While this invention has been described in detail with reference to certain preferred embodiments, it should be appreciated that the present invention is not limited to those precise embodiments. Rather, in view of the present disclosure, which describes the current best mode for practicing the invention, many modifications and variations would present themselves to those skilled in the art without departing from the scope and spirit of this invention.

We Claim:
1. A process for isolating pure crystalline imipenem comprising:
dissolving crude imipenem in water at a room temperature, wherein the water having a pH adjusted in a manner to control the impurity formation;
treating the resultant solution with activated carbon at low temperature, and isolating the pure crystalline imipenem monohydrate employing an organic solvent.

2. The process according to claim 1, wherein the ratio of crude imipenem and water is 1:50-100 (w/v).

3. The process according to claim 1, wherein the ratio of crude imipenem and water is 1:70 (w/v).

4. The process according to claim 1, wherein the impurity content is less than 0.25%.

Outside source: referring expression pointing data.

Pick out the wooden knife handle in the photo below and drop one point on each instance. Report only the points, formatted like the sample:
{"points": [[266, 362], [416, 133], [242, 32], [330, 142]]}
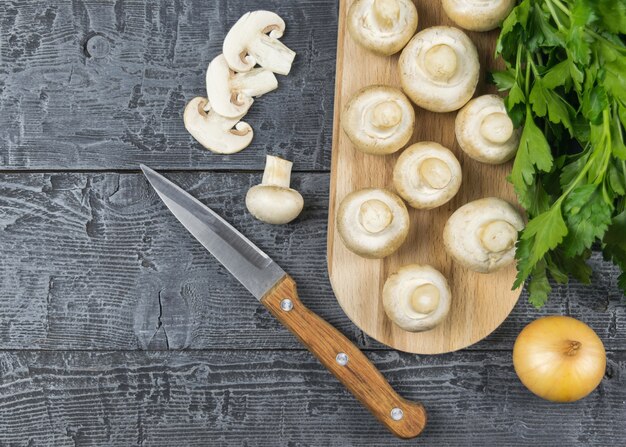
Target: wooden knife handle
{"points": [[402, 417]]}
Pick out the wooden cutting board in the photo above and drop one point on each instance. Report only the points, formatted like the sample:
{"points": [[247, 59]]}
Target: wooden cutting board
{"points": [[479, 302]]}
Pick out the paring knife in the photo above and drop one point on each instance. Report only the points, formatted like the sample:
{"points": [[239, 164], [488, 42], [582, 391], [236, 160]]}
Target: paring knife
{"points": [[276, 290]]}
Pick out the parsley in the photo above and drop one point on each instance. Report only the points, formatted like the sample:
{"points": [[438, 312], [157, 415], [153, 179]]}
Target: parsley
{"points": [[565, 77]]}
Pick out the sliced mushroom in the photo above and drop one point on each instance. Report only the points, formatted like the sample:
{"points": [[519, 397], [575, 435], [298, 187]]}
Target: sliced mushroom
{"points": [[439, 69], [481, 235], [273, 201], [427, 175], [254, 40], [485, 132], [382, 26], [213, 131], [230, 93], [373, 223], [416, 298], [478, 15], [379, 120]]}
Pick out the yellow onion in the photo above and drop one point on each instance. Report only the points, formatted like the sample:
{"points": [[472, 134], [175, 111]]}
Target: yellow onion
{"points": [[559, 358]]}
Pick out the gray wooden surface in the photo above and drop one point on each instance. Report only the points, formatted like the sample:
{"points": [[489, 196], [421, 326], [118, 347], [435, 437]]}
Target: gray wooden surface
{"points": [[118, 329]]}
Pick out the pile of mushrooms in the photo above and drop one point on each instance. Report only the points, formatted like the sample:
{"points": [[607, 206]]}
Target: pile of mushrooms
{"points": [[232, 82]]}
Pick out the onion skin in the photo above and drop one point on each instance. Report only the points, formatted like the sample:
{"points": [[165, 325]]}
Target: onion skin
{"points": [[559, 358]]}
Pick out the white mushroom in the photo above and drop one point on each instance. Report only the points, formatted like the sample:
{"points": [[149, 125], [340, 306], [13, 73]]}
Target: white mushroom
{"points": [[273, 201], [213, 131], [382, 26], [254, 40], [478, 15], [481, 235], [427, 175], [485, 132], [439, 69], [378, 120], [416, 298], [373, 223], [230, 93]]}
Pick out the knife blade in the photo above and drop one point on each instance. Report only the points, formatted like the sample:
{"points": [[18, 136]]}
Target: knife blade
{"points": [[276, 290]]}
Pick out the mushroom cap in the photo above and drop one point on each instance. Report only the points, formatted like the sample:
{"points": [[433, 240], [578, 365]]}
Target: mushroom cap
{"points": [[478, 15], [427, 175], [379, 120], [373, 223], [485, 132], [439, 69], [215, 132], [416, 298], [481, 235], [274, 204], [382, 26]]}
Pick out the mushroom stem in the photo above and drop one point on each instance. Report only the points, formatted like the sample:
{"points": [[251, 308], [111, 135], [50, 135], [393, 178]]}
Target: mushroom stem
{"points": [[272, 54], [277, 172]]}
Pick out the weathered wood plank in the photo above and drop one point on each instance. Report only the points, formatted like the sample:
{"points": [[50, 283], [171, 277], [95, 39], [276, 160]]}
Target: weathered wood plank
{"points": [[96, 261], [62, 107], [269, 398]]}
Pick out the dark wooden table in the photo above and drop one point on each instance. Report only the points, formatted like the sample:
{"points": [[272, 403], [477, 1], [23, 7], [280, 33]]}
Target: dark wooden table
{"points": [[118, 329]]}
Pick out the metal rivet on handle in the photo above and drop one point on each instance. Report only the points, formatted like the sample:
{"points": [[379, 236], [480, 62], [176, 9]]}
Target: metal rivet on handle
{"points": [[286, 305], [397, 414], [342, 358]]}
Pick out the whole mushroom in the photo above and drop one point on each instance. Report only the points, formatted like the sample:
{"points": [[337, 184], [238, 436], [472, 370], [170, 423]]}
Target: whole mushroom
{"points": [[382, 26], [427, 175], [378, 120], [416, 298], [373, 223], [439, 69], [478, 15], [273, 201], [213, 131], [485, 132], [481, 235]]}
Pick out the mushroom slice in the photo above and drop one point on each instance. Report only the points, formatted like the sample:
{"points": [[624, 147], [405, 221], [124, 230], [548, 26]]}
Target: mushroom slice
{"points": [[439, 69], [481, 235], [213, 131], [254, 40], [478, 15], [416, 298], [427, 175], [379, 120], [273, 201], [382, 26], [373, 223], [230, 93], [485, 132]]}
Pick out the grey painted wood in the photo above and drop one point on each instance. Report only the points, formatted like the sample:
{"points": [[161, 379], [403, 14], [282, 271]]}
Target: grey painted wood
{"points": [[269, 398], [96, 261], [112, 102]]}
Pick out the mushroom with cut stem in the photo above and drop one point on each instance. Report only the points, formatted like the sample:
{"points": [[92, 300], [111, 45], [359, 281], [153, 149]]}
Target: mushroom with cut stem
{"points": [[254, 40], [427, 175], [416, 298], [373, 223], [273, 201], [481, 235], [378, 120], [439, 69], [230, 93], [485, 132], [382, 26], [213, 131], [478, 15]]}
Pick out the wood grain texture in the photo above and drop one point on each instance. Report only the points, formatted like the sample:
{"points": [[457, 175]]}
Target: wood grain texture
{"points": [[62, 107], [480, 303], [273, 398], [357, 374], [96, 261]]}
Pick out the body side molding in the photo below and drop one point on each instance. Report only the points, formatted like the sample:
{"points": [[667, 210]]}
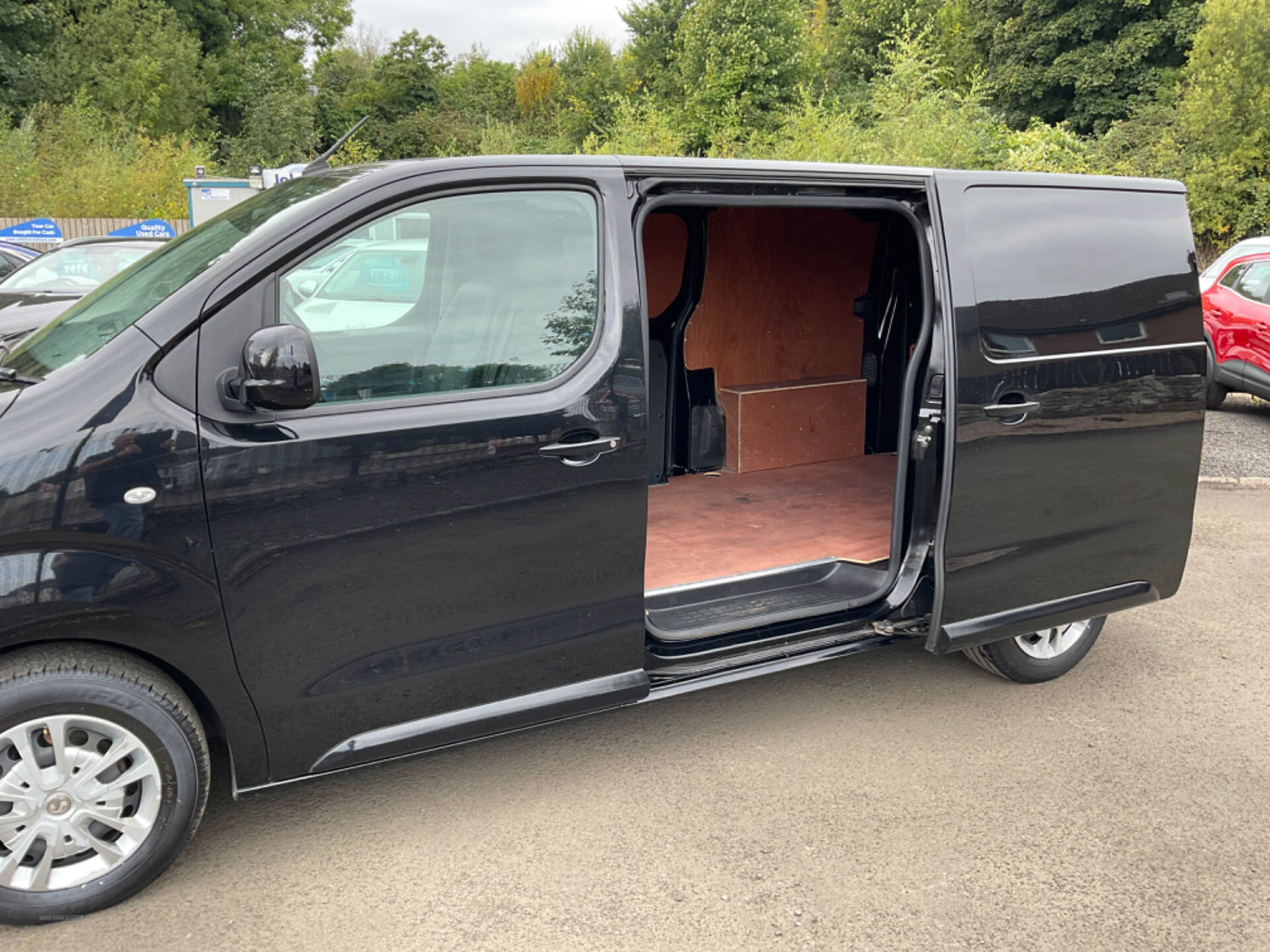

5. The process according to claim 1, wherein the pH of water is adjusted to 6.0-7.5 by adding base and treating the same with either acid or buffer or purging carbon dioxide gas.

6. The process according to claim 5, wherein the pH of water is adjusted to 6.5-7.3.

7. The process according to claim 6, wherein the pH of water is adjusted to 6.8-7.2.

8. The process according to claim 5, wherein the base used is sodium carbonate or sodium bicarbonate.

9. The process according to claim 1, wherein activated carbon treatment is carried out at temperature range of 5-10 °C and pH 5.8-6.2.

10. The process according to claim 1, wherein the organic solvent used is selected from group consisting of lower alcohols or ketones or mixture thereof.

11. The process according to claim 11, wherein the organic solvent used is selected from group consisting of methanol, ethanol, propanol, isopropanol, acetone, methyl ethyl ketone or mixture thereof.

12. The process according to claim 1, wherein the said process is feasible for large-scale industrial manufacture of pure crystalline imipenem.

Dated this the 21st day of July, 2010

PROCESS FOR ISOLATING PURE CRYSTALLINE IMIPENEM

Abstract of the Invention

The present invention discloses the cost effective and industrially viable process for the isolation of highly pure crystalline imipenem, which comprises adjusting the pH of basified water followed by addition of crude imipenem to it at room temperature and precipitating imipenem monohydrate as crystalline material using suitable organic solvent.